From Radical to Mainstream: Chicago-Kent Professor to Study Philosophy of Policing

  • By Kayla Molander

“Though the Movement for Black Lives is many years old as an organization, and the events of 2020 are rapidly going into the rearview mirror, questions about policing and how law enforcement is to ideally work aren’t actually going away,” says Chicago-Kent College of Law Associate Professor Raff Donelson.

Donelson, along with scholars at Pennsylvania State University, was awarded a grant of $5,000 from the American Philosophical Association (APA) to fund their Policing, Policy, and Philosophy Initiative (3PI). According to Donelson, this is one of the first projects that is dedicated to policing that the APA has funded.

“Traditionally, philosophers write a lot about crime,” says Donelson. “Why we commit crimes, why crimes are bad, and which things are criminalized and the like, but policing is relatively new for philosophers to talk about.”

Since this is a relatively new field of research for philosophers, Donelson says there are still many questions for scholars to explore.

“A lot of philosophers are drawn to thinking that the just political order is democratic. So how does that commitment to democracy translate to police who are often not democratically accountable?” Donelson continues. “Philosophers like to say things like, ‘We should have procedural justice,’ but what does that look like in this particular domain? Because before you can put anyone in jail, or talk about the good reasons for doing so, before any of that happens, crime has to be investigated.”

The aim of the project is to “foster collaboration among philosophers and ethicists who study policing, with the goal of connecting their work to ongoing policy debates,” according to the 3PI website. The APA grant acts as seed money to help get the work off the ground.

“The idea was to bring a kind of new, nascent group of scholars who were all interested in policing all in one place and put them in contact with policymakers,” he says.

Donelson began his work on 3PI when he was still working at Penn State, where he was teaching before joining the Chicago-Kent faculty in fall 2022. When he moved to Chicago-Kent, the project expanded.

“We knew already that if this group was to be successful, it can’t just be at Penn State. This is supposed to be at least national, if not international, in scope, so it’s a good thing that one of the major organizers will not be at Penn State,” says Donelson. “Chicago, being a major metropolis with a major police force, is a place where people think a lot about policing.”

This grant allowed the group to secure a second grant from Penn State’s Rock Ethics Institute, and the group hopes it will open up other sources of funding, too.

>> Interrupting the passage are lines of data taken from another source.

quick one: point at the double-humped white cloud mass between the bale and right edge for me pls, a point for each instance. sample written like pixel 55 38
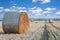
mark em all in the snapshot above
pixel 37 12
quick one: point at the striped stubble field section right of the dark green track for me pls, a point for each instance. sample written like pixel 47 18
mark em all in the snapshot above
pixel 54 30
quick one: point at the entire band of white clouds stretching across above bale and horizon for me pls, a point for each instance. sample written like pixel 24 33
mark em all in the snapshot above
pixel 34 12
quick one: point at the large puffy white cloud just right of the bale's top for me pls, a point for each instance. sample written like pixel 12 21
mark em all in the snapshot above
pixel 35 11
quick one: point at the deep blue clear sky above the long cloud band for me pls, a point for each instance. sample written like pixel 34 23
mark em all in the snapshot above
pixel 29 3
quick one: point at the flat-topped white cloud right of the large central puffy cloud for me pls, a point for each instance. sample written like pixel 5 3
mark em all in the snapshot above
pixel 49 12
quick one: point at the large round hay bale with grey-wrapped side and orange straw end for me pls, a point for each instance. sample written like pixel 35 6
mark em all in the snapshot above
pixel 15 22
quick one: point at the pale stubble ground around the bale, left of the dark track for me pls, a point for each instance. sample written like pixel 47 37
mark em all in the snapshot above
pixel 35 32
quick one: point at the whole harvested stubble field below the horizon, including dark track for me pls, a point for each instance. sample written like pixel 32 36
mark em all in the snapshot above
pixel 38 30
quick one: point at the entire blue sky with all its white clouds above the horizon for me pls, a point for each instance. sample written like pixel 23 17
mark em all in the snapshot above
pixel 34 8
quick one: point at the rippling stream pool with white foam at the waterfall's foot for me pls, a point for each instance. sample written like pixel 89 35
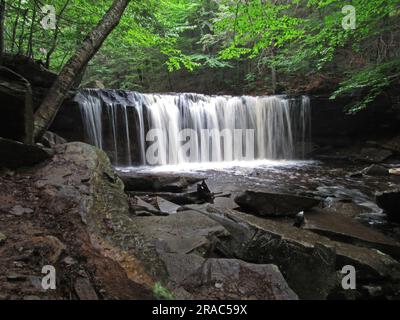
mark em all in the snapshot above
pixel 330 181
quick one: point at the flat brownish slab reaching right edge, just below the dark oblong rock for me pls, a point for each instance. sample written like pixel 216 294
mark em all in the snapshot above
pixel 341 228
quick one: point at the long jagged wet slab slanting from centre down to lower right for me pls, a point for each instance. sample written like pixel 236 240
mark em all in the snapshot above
pixel 303 257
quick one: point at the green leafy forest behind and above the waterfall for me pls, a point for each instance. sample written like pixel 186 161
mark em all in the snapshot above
pixel 222 47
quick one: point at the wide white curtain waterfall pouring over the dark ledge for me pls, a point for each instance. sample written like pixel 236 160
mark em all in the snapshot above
pixel 159 129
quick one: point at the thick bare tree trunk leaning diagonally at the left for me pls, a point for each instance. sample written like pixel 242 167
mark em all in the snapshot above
pixel 50 105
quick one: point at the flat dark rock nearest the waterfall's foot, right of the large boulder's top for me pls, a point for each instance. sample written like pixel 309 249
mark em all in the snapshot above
pixel 156 183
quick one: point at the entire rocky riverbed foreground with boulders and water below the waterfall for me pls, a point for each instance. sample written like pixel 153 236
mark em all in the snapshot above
pixel 267 231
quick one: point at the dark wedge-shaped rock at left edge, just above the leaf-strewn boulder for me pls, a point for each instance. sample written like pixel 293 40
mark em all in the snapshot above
pixel 15 154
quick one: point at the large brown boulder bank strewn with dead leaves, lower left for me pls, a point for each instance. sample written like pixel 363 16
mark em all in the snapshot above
pixel 54 226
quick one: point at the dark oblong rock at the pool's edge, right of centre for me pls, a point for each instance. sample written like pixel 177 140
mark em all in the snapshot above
pixel 274 204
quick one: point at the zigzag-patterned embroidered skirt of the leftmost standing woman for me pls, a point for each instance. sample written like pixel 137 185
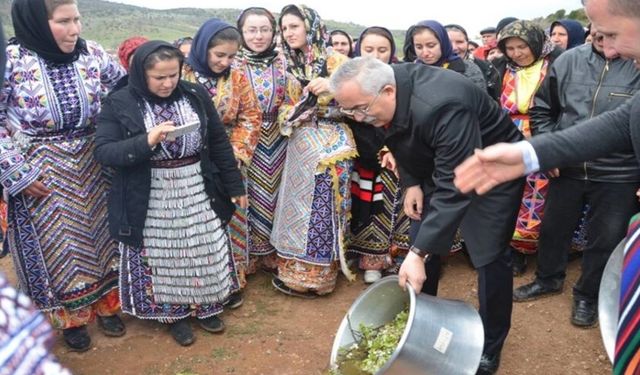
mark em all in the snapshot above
pixel 61 247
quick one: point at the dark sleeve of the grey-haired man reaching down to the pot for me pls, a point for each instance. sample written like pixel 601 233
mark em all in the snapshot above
pixel 455 135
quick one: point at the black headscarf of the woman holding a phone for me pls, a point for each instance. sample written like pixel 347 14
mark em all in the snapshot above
pixel 137 74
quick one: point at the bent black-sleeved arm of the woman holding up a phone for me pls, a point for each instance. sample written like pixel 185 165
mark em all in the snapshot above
pixel 113 147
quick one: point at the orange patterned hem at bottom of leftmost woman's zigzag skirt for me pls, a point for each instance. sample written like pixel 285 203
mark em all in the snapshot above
pixel 107 305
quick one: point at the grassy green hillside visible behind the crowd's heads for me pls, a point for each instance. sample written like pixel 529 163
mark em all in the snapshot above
pixel 110 23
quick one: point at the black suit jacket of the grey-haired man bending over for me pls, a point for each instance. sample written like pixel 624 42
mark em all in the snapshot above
pixel 440 118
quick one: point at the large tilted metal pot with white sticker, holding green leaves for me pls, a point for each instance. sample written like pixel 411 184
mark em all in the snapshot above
pixel 441 337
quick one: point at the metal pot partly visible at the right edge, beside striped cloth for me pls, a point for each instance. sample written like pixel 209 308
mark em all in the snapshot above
pixel 609 297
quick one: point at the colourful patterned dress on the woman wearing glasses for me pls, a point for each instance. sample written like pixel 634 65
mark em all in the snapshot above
pixel 277 91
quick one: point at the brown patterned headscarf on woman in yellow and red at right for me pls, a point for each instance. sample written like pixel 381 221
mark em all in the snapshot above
pixel 530 33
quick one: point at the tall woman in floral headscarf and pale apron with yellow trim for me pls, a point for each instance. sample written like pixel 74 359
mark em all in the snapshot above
pixel 310 223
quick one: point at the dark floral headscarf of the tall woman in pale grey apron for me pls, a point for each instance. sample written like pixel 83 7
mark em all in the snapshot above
pixel 310 63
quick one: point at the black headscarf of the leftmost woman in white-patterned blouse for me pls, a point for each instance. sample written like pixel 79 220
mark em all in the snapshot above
pixel 31 26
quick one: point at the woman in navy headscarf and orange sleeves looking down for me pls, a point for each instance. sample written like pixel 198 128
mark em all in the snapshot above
pixel 209 64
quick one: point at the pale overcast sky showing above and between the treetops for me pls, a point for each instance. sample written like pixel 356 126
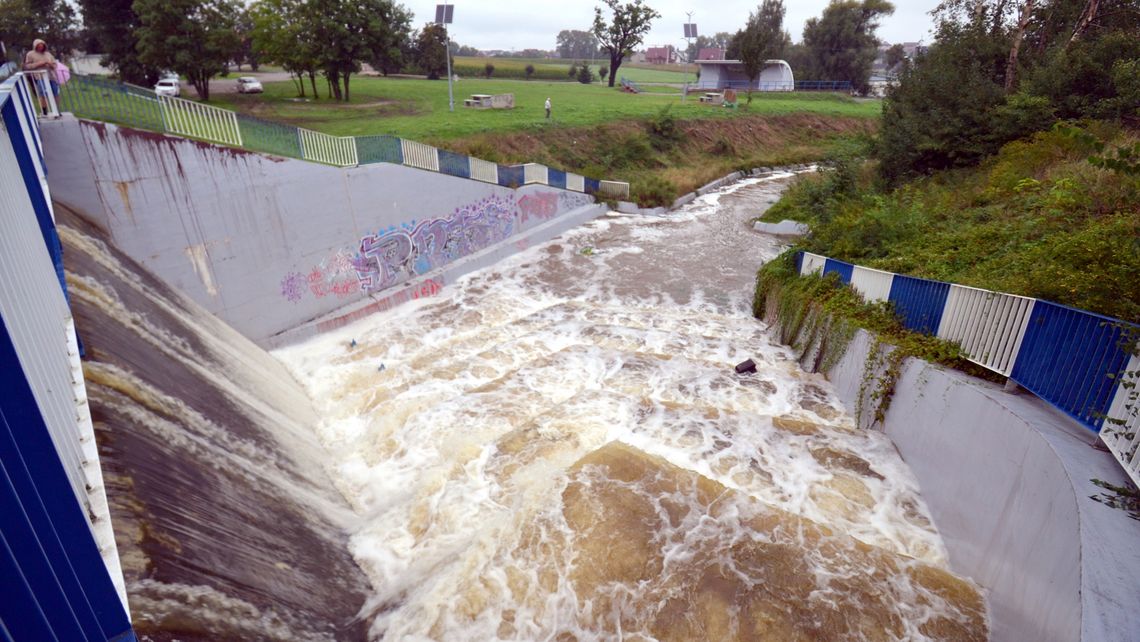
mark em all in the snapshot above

The group has big plans, one of which is to organize an event at Chicago-Kent in April 2024.

“This event will try to bring scholars and policymakers into contact at the same event. That’s something that doesn’t happen as much as it could,” says Donelson. “With philosophy in particular, I don’t think that happens nearly as often as it should.”

The group is also building a bibliography of philosophy research into policing. It can serve not only as an information hub, but also an impetus to urge other scholars to explore the topic in their own research. The group is hoping for “disciplinary diversity,” which Donelson is already contributing by specializing his research in the legal realm.

“It’s something that philosophers in general don’t think a lot about, but if you’re someone who works in the legal academy and thinks about crime and punishment and policing, you have to think about how it is that police work is done,” says Donelson. “How should that be conducted and what should be the rules to govern that?”

Donelson is one of four primary organizers. The other three are Ben Jones, assistant director of the Rock Ethics Institute; Désirée Lim, the Catherine Shultz Rein Early Career Professor and an assistant professor of philosophy at Penn State; and Eduardo Mendieta, professor of philosophy at Penn State.

“Dozens of people of color are killed by police every year. Now because there is a national narrative about it, each one of these is going to be looked at with scrutiny, and we’re going to revisit these questions,” Donelson says. “Questions that used to be what only radicals were thinking, now are mainstream.”